Anne est bien seule, doublement seule auprès de son mari et de sa rivale. Elle choisit de se retirer du monde, dans le temple, pour y chercher le soutien de son Seigneur. Les propos qu’elle murmure dans l’invocation adressée à son Dieu invisible sont repris dans la tradition spirituelle de la bible : « Seigneur de l’univers, si tu veux bien regarder l’humiliation de ta servante, te souvenir de moi, ne pas m’oublier, et me donner un fils, je le donnerai au Seigneur pour toute sa vie et le rasoir ne passera pas sur sa tête », 1 Samuel 1,11. Il sera donné sans retour, sans réserve à son Dieu...

Anne portera dans sa chair cette maternité dans la douleur, mais dans l’espérance en son Dieu, dans le détachement, l’humilité et l’oblation. Anne, comme Marie dans le récit de l’Annonciation, prononcera ces paroles qui ont traversé le cours du temps biblique : « Voici la servante du Seigneur, que tout m’advienne selon ta parole », Luc 1,38.

 

Le prêtre Eli qui sera témoin de cet étrange échange la prend pour une femme sous l’emprise de l’alcool, alors qu’elle est éprise de Dieu et confiera à Eli le soin d’éduquer Samuel.

Restons dans ce monde de l’Orient. Les détails du récit et le commentaire l’emportent sur toute interprétation. Murmure, chuchotement, digression, priment sur la rationalité, l’explication, et la justesse de l’expression.

2 - La reconnaissance.

Désormais une voie nouvelle s’ouvre pour Anne, elle sera mère comme le désire son Dieu tout autant que son mari. Désormais elle est connue et reconnue par Elcana, son mari, selon l’expression dans la bible de la reconnaissance qui n’est pas une formalité administrative. La naissance de Samuel en temps voulu par l’Eternel sera l’œuvre de toute la reconnaissance divine et humaine d’Anne, de ce fils désiré auquel le père donnera le nom de Samuel, « Dieu exauce » (1 Samuel 1,20. Selon la promesse faite par Anne, elle confiera son enfant au prêtre Eli, au temple, pour accomplir sa mission de fidélité à son Dieu.

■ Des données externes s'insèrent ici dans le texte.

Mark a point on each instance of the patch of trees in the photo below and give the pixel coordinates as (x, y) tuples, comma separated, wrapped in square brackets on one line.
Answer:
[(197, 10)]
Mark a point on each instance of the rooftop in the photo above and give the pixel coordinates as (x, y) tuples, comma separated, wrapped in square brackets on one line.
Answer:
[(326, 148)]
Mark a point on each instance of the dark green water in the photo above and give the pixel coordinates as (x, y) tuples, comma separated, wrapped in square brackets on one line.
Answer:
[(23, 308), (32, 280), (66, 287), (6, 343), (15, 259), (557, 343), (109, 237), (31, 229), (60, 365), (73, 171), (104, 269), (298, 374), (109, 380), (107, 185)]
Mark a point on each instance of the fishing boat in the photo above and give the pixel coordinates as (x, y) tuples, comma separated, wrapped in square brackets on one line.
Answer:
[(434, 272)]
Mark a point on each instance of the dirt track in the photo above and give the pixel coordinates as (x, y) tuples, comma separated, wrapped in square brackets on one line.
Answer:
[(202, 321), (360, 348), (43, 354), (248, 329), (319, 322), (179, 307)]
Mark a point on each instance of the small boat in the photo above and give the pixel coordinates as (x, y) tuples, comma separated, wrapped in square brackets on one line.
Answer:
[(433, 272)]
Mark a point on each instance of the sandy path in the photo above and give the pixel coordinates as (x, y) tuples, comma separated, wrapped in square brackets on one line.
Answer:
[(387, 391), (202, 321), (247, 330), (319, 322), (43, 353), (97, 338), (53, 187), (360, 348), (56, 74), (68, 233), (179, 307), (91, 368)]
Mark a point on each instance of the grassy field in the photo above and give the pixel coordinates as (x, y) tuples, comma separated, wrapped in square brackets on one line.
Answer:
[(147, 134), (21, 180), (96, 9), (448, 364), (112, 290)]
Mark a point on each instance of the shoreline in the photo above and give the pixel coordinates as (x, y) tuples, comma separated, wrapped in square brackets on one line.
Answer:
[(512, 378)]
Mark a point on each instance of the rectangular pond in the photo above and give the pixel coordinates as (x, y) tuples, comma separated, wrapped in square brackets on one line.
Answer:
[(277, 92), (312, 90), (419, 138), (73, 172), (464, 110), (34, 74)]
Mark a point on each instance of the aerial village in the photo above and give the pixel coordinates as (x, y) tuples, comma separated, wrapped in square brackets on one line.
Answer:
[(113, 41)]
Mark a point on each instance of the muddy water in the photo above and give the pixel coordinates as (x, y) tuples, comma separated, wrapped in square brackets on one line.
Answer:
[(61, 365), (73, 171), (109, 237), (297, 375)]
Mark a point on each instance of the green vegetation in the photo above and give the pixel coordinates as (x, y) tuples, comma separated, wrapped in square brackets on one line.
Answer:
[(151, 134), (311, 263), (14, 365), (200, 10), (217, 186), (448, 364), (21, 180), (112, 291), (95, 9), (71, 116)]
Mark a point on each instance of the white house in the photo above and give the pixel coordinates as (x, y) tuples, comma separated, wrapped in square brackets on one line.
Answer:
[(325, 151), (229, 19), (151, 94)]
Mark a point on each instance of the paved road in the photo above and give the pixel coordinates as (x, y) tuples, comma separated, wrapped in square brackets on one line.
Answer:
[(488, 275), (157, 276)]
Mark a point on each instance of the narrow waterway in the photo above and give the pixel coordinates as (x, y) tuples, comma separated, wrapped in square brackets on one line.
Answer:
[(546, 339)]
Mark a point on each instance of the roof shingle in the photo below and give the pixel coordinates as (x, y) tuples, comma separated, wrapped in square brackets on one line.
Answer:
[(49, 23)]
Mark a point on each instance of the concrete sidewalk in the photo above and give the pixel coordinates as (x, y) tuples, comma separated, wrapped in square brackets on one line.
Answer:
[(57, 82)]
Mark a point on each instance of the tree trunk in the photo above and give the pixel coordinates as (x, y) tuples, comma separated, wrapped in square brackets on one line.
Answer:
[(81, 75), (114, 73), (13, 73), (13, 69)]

La très belle prière reprise dans Samuel, au 2ème chapitre, donne la senteur spirituelle de l’interprétation de ce dialogue entre Dieu et Anne, « mon cœur exulte à cause du Seigneur, mon front s’est relevé grâce à mon Dieu », 1 Samuel 2,1.

On ne sera pas surpris de voir que Marie, dans la veine divine d’Anne, reprendra ces paroles gravées dans l’évangile à propos de Jésus : « mon âme exalte le Seigneur, exulte mon esprit en Dieu mon Sauveur » Luc 1,39-56.

Au-delà des soubresauts de toute histoire de chacun, celles entre Anne et Marie, Elcana et Joseph, Samuel et Jésus, s’inscrivent dans un profond continu de Dieu qui est à l’œuvre dans et parmi son peuple.